Hence in the spell checking dictionary you have "lo" "ombrello" but also "l’ombrello", "quello", "albero", but also "quell'albero". I do not know the details, but I think that this is handled efficiently in the spell checker by combining a base dictionary with an affix file setting some rules to extend the base dictionary. In any case, this saves you from having to introduce the elided forms like "quell" in the dictionary, since these are not correct words by themselves.

This is why I think that it would be incorrect to consider the "’" as a word separator, at least in Italian and why I think that 2a would not be OK.

To me, the simplest thing to do would be keeping the word separator exactly as it is. Then before passing a word to the spell checker, if you have a word where different characters belong to different languages, pretend that the language for the whole word is "none", rather than pretending it is the language of the first character.
Comment 9 Mihail Balabanov 2021-04-10 19:31:22 UTC
Marking the multi-language words as ‘do not check’ would eliminate any false positives but also conceal typos when they do exist.

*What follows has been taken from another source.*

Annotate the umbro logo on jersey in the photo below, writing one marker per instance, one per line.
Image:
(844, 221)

In Bulgarian, we use a hyphen when adding a plural and/or definiteness suffix to a foreign word or abbreviation in a different alphabet – like ‘DVD-то’ (the DVD), ‘Oscar-ите’ (the Oscars). Like in the languages mentioned above, the suffixes are not correct words by themselves. Considering that Estonian uses the apostrophe for such suffixes, Italian has apostrophe-separated prefixes, and other languages may have other separators, it makes sense to have a generalized mechanism to configure the allowed affixes for foreign words – together with any separators – per language. For example:

aff file:
FOREIGNWORDSFXSEP '-' # Would be ’ for Estonian

dic file:
ите/S # valid only immediately after a word in a different language and separated by ‘-’
Comment 10 sergio.callegari 2021-04-10 21:32:12 UTC
@Mihail Balabanov, can you please expand a little?

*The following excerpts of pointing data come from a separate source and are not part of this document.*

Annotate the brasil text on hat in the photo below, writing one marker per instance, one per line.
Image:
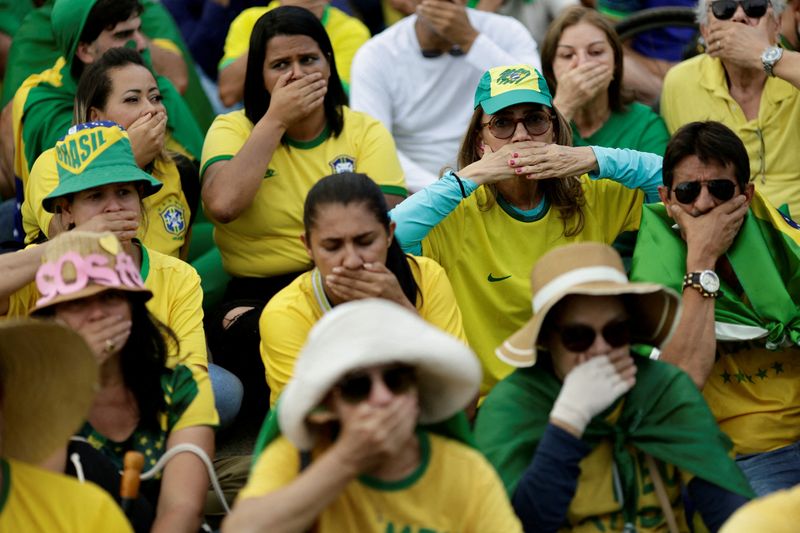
(93, 154)
(372, 332)
(592, 269)
(501, 87)
(48, 377)
(78, 264)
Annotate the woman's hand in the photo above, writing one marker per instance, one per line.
(542, 161)
(371, 434)
(105, 336)
(580, 85)
(590, 388)
(374, 280)
(148, 135)
(292, 101)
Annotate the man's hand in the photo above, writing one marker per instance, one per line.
(293, 101)
(148, 135)
(449, 21)
(740, 44)
(580, 85)
(708, 236)
(372, 434)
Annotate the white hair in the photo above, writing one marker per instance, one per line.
(701, 11)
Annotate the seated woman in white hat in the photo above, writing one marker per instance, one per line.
(587, 436)
(47, 382)
(346, 451)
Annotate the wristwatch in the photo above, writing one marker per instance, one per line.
(706, 282)
(770, 57)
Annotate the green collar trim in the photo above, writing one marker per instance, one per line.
(326, 13)
(5, 489)
(400, 484)
(531, 215)
(313, 143)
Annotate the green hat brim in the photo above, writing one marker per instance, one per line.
(520, 96)
(98, 177)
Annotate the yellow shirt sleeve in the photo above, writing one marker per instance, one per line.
(278, 466)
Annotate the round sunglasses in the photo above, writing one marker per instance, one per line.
(724, 9)
(688, 191)
(580, 337)
(356, 387)
(536, 123)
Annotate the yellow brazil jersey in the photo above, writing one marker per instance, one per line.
(453, 489)
(290, 315)
(265, 240)
(488, 254)
(33, 500)
(177, 302)
(166, 213)
(346, 33)
(754, 394)
(697, 89)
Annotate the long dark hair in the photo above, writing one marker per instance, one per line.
(290, 20)
(353, 188)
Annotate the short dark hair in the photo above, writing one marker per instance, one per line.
(104, 15)
(352, 188)
(710, 142)
(290, 20)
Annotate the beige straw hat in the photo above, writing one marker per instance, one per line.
(78, 264)
(48, 378)
(373, 332)
(591, 268)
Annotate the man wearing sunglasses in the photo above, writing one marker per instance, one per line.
(747, 82)
(412, 77)
(735, 258)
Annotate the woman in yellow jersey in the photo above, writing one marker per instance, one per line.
(259, 163)
(588, 436)
(369, 435)
(89, 283)
(350, 238)
(487, 222)
(119, 88)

It is unclear to me how the proposed change about not spellchecking mixed language words could conceal typos that are now caught, or do you mean that there is a need to add an additional mechanism so that also multi-language words can get spellchecked to catch typos that cannot be caught now?

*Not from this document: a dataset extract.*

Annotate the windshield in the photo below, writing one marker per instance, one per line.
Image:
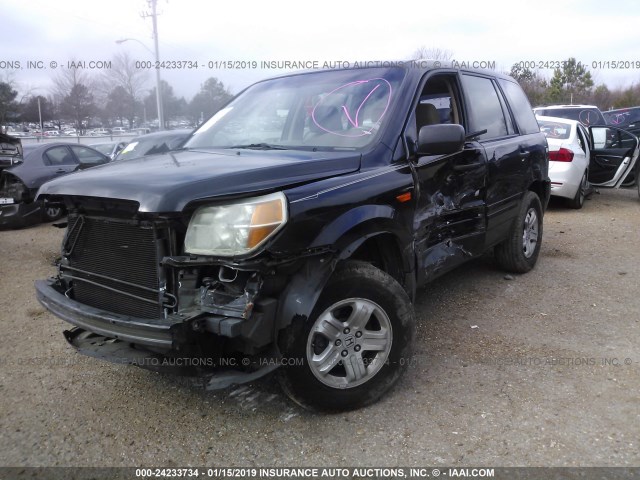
(104, 148)
(342, 109)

I have a feeling that the mechanism that you propose requires a big overhaul of all the spellchecking mechanism and entail a lot of corner cases. For instance, consider the Italian "sull'International Conference". You would need a mechanism to say: "quell" can be considered a valid Italian word only if it is followed by a "’" followed by a non Italian word whose initial sound is vowel-like. Seems a bit impractical to me.

Possibly, what you need is to differentiate just by language: when you have a multi-language token if one piece is in Italian, I think that it really should not undergo spellchecking that would lead to wrong results in 99% of the cases anyway. Furthermore, an author would already put some greater care on it due to its particular form. Maybe if you have a multi-language token where one piece is in Bulgarian there should be another approach or the current one is already OK.

As a side note, given the ongoing discussion I wonder if the issue could be marked as confirmed.